Apple tells you Face ID maps your face. A new Illinois lawsuit claims that is not the whole story — that the attention-aware unlock allegedly scans your irises and retinas too, without the written consent Illinois law demands.
This article describes a class action complaint. The statements below are unproven allegations. Apple has not been found liable, there is no certified class, and nothing to claim at this time. This page is informational and is not legal advice.
The complaint alleges that while Apple discloses that Face ID collects facial template data, it never tells users that the feature's attention-aware unlock — which requires your eyes to be open and looking at the device — allegedly also scans irises and retinas, a separate category of biometric identifier that Illinois' Biometric Information Privacy Act requires written consent to collect. These are unproven allegations; Apple has not been found liable.
The proposed class is reported to cover Illinois residents who used Face ID on Apple devices, which reporting notes would likely include millions of Illinois Apple customers. No class has been certified, so today the case covers only the named plaintiff's claims.
No. The case was just filed in early July 2026. There is no settlement, no certified class, no claim form, and no money available. If a settlement or certified class emerges later, we will update this page with the details.
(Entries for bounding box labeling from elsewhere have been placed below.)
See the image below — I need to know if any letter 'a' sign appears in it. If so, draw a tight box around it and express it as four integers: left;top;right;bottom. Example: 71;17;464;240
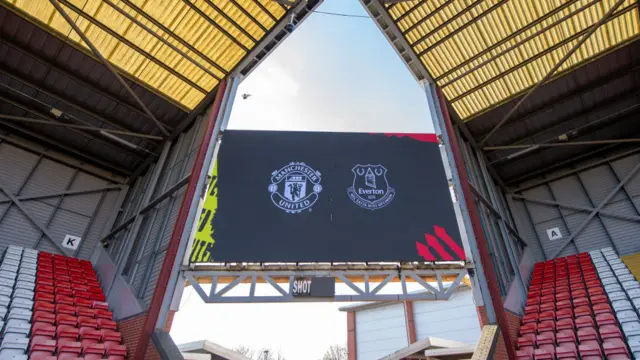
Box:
291;276;336;297
190;130;465;262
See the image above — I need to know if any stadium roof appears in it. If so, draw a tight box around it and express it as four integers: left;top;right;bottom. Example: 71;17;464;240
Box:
0;0;321;178
3;0;287;110
363;0;640;121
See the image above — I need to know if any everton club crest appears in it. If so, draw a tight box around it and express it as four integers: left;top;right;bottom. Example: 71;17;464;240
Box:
347;164;396;210
269;162;322;214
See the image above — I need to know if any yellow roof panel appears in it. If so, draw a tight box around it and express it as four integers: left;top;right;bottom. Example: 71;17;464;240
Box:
387;0;640;120
0;0;285;109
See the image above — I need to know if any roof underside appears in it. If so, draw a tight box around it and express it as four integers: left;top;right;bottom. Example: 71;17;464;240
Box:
1;0;286;110
0;0;321;176
387;0;640;120
466;41;640;188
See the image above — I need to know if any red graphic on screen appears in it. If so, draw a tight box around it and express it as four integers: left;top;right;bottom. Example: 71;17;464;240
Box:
372;133;438;144
416;225;465;261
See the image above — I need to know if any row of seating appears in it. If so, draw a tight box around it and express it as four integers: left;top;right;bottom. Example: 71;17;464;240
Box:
590;248;640;359
517;253;631;360
0;247;127;360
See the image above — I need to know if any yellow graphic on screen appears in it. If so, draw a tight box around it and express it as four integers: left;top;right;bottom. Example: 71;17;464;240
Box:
189;161;218;263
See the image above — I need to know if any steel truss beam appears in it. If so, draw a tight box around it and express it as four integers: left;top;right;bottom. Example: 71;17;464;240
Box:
0;185;122;204
49;0;169;136
0;37;175;130
0;95;142;159
510;147;640;193
479;0;625;147
482;64;640;145
0;69;157;144
469;183;528;246
56;0;207;94
183;269;467;303
550;163;640;259
512;194;640;222
435;0;584;81
124;0;317;184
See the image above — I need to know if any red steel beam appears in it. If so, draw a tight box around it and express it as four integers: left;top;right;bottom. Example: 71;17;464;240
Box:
133;79;228;359
436;88;516;360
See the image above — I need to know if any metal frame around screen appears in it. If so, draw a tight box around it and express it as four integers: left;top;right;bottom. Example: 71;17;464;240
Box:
183;264;467;303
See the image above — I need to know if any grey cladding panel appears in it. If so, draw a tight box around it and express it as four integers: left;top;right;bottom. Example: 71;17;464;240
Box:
0;143;119;259
512;154;640;256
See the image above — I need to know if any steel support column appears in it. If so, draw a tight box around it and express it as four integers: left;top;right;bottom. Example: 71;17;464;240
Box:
425;82;516;360
131;79;227;359
105;141;171;297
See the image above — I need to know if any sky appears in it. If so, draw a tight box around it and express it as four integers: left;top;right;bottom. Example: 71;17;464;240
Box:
171;0;433;360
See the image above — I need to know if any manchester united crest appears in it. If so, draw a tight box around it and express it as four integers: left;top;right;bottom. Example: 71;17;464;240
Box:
347;164;396;210
269;162;322;214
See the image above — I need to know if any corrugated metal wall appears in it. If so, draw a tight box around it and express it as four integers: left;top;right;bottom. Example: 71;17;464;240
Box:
511;153;640;261
413;288;480;345
356;303;409;360
0;134;124;259
108;115;208;306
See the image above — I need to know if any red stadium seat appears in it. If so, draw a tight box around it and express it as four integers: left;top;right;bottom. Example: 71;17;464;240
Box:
56;314;78;326
556;308;573;325
35;284;54;294
73;290;91;299
100;330;122;347
56;285;73;296
56;304;76;315
589;295;609;306
33;301;56;313
578;327;600;343
104;343;127;360
533;345;556;360
89;293;107;301
538;311;556;322
56;295;73;305
540;288;556;298
29;339;56;356
57;341;82;360
522;313;538;324
79;327;102;344
556;291;571;302
78;316;98;329
598;325;624;341
34;292;54;303
576;314;596;329
56;325;79;344
31;323;56;342
33;310;56;325
556;319;575;331
538;320;556;332
524;305;540;315
556;343;578;360
536;331;556;347
540;302;556;312
556;330;576;345
74;298;92;307
518;334;536;349
91;301;109;310
95;309;113;320
573;305;593;318
596;313;617;327
593;303;613;315
98;319;117;330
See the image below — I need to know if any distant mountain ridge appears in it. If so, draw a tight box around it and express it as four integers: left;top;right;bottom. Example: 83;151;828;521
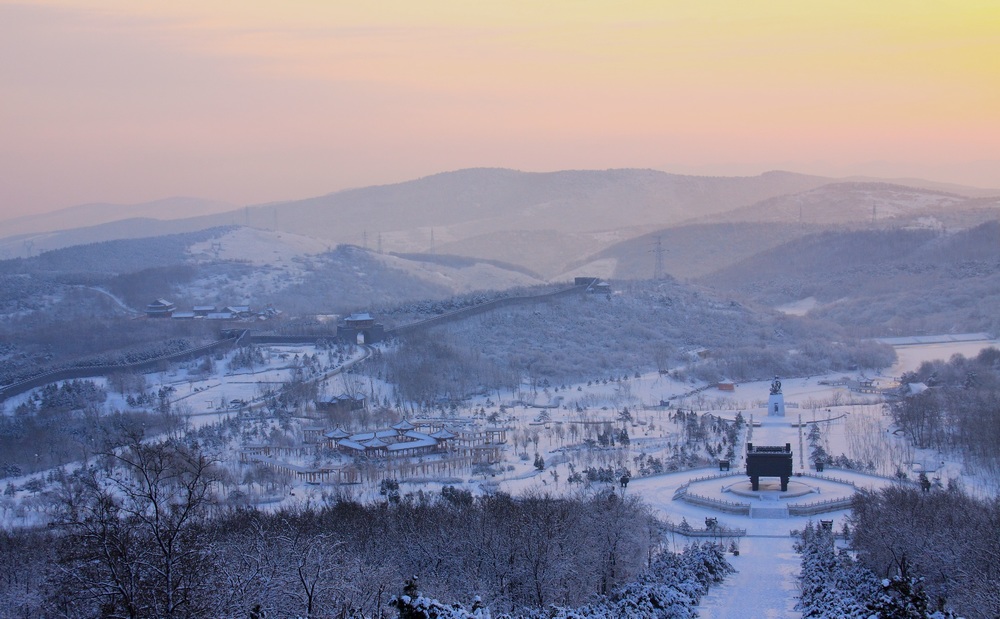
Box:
0;168;1000;279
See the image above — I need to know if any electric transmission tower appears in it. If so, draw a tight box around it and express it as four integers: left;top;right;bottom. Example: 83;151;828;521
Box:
650;236;666;279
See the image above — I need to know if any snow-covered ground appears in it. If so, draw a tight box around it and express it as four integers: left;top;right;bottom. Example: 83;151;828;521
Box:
6;340;1000;618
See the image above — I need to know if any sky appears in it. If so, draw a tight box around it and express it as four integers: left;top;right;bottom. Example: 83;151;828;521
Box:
0;0;1000;219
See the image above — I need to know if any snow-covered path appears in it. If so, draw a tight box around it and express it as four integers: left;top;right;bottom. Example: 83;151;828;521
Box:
698;535;802;619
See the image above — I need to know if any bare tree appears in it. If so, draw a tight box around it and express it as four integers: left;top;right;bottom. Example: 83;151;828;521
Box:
54;435;215;618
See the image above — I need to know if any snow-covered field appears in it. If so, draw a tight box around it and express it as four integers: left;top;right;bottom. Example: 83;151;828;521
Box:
5;340;1000;618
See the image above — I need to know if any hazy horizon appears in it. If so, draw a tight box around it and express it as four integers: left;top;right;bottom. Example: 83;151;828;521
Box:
0;0;1000;220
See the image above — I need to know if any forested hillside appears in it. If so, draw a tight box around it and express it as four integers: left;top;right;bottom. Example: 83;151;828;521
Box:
387;281;893;399
699;220;1000;337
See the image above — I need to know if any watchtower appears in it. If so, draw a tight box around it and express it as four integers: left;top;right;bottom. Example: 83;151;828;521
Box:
747;443;792;492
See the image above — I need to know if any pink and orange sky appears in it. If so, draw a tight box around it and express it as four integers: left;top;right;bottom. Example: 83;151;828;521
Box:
0;0;1000;219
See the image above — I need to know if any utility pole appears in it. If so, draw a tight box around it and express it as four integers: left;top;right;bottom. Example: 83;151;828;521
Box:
650;235;664;279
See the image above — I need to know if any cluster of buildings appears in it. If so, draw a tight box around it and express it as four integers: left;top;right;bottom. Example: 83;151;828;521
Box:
146;299;281;320
240;412;509;484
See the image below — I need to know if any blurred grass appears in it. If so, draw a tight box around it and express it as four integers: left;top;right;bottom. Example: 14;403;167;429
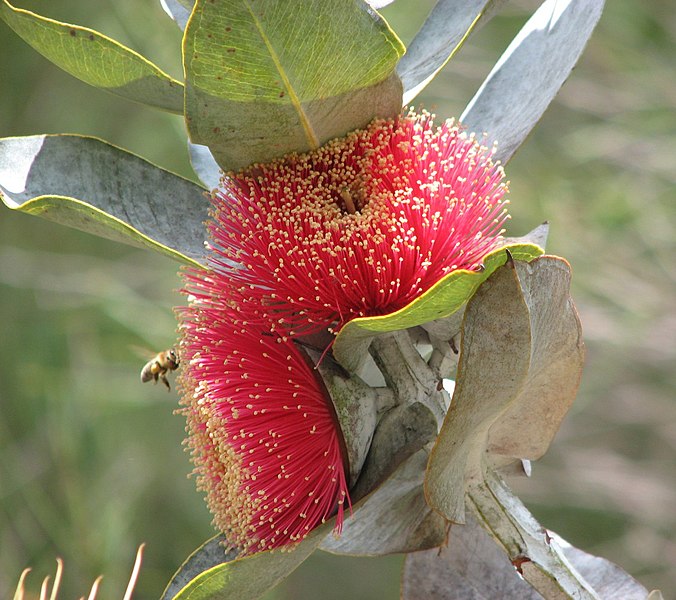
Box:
0;0;676;600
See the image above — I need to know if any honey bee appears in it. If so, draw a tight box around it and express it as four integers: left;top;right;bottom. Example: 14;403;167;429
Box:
141;348;181;391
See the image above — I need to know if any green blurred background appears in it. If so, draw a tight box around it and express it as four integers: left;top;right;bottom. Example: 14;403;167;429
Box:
0;0;676;600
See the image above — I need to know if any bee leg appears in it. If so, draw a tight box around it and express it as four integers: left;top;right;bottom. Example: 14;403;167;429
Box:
160;373;171;391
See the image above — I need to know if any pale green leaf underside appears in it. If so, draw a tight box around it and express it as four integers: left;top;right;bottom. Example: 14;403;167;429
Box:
183;0;404;170
460;0;603;163
333;244;543;372
0;0;183;114
0;135;209;264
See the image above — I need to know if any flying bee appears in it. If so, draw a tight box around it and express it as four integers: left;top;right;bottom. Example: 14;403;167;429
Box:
141;348;181;391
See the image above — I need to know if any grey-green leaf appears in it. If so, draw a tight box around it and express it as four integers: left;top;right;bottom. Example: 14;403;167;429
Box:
0;0;183;114
397;0;506;104
401;516;542;600
402;517;648;600
184;0;404;170
460;0;603;162
161;535;237;600
320;450;446;556
0;135;210;264
173;519;334;600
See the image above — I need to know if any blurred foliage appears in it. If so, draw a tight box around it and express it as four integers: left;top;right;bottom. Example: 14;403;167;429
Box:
0;0;676;600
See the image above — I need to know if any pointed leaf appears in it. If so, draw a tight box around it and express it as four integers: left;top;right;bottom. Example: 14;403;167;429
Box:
402;517;648;600
184;0;404;170
320;450;446;556
161;535;237;600
467;472;616;600
0;135;209;264
397;0;506;104
0;0;183;114
460;0;603;162
425;256;584;522
173;519;334;600
548;531;660;600
333;243;542;373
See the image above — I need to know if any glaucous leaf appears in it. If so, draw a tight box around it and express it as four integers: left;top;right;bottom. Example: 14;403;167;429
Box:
466;472;620;600
425;256;583;523
401;516;542;600
320;450;446;556
402;517;648;600
161;535;237;600
160;0;192;31
0;135;210;265
460;0;603;163
188;142;221;190
333;243;543;373
397;0;506;104
0;0;183;114
548;531;662;600
165;519;334;600
183;0;404;170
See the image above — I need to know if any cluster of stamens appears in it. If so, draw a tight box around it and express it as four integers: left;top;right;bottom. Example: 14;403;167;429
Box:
180;114;506;552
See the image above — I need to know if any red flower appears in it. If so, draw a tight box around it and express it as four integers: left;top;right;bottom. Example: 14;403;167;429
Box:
180;114;506;553
181;300;349;553
210;114;506;335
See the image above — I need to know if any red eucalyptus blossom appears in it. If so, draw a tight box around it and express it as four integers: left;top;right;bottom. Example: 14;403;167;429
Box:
181;302;347;553
181;114;506;552
210;113;506;334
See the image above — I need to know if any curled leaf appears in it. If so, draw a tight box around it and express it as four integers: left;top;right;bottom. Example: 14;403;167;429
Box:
333;243;543;373
425;256;584;522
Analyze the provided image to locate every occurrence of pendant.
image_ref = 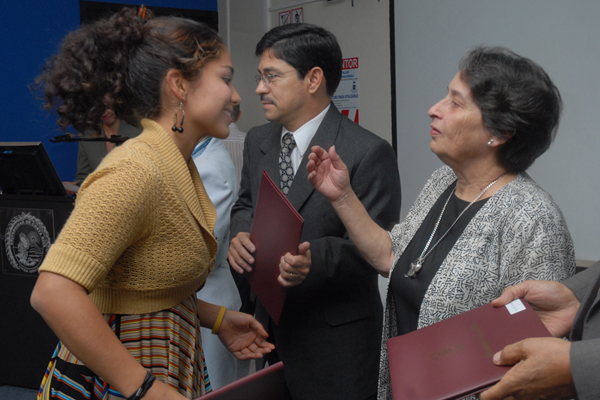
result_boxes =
[404,257,423,278]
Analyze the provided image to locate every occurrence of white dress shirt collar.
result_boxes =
[280,103,331,175]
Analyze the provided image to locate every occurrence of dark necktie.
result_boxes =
[279,132,296,196]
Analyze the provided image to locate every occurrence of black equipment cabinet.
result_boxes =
[0,194,74,389]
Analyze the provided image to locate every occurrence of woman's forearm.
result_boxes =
[31,272,157,397]
[331,190,394,277]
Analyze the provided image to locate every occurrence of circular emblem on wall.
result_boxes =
[4,212,51,273]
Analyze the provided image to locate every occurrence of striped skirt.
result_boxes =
[37,294,210,400]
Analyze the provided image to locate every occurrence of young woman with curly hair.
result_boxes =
[31,10,273,400]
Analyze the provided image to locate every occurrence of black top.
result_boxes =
[390,184,487,335]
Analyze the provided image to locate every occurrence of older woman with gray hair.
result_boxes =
[308,47,575,399]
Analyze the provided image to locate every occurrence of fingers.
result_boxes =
[298,242,310,254]
[494,339,527,365]
[277,242,311,287]
[227,232,256,274]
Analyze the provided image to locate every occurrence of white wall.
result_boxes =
[219,0,392,143]
[219,0,268,132]
[395,0,600,260]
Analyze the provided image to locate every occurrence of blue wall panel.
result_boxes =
[0,0,217,181]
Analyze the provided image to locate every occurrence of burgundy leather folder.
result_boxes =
[196,361,292,400]
[245,171,304,324]
[387,300,551,400]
Illinois' Biometric Information Privacy Act allows statutory damages of $1,000 per negligent violation and up to $5,000 per intentional or reckless violation. News reports note that across millions of Illinois Face ID users the theoretical exposure would run into the billions — that is the outlets' arithmetic about the claim's scale, not a predicted recovery.
In Barnett v. Apple, an Illinois appellate court held in 2022 that Face ID device-unlock data does not violate BIPA because it is stored on the device in the user's exclusive control, so Apple never possesses it. Apple is expected to raise the same on-device defense here; the new complaint's iris-and-retina disclosure theory will have to contend with that ruling.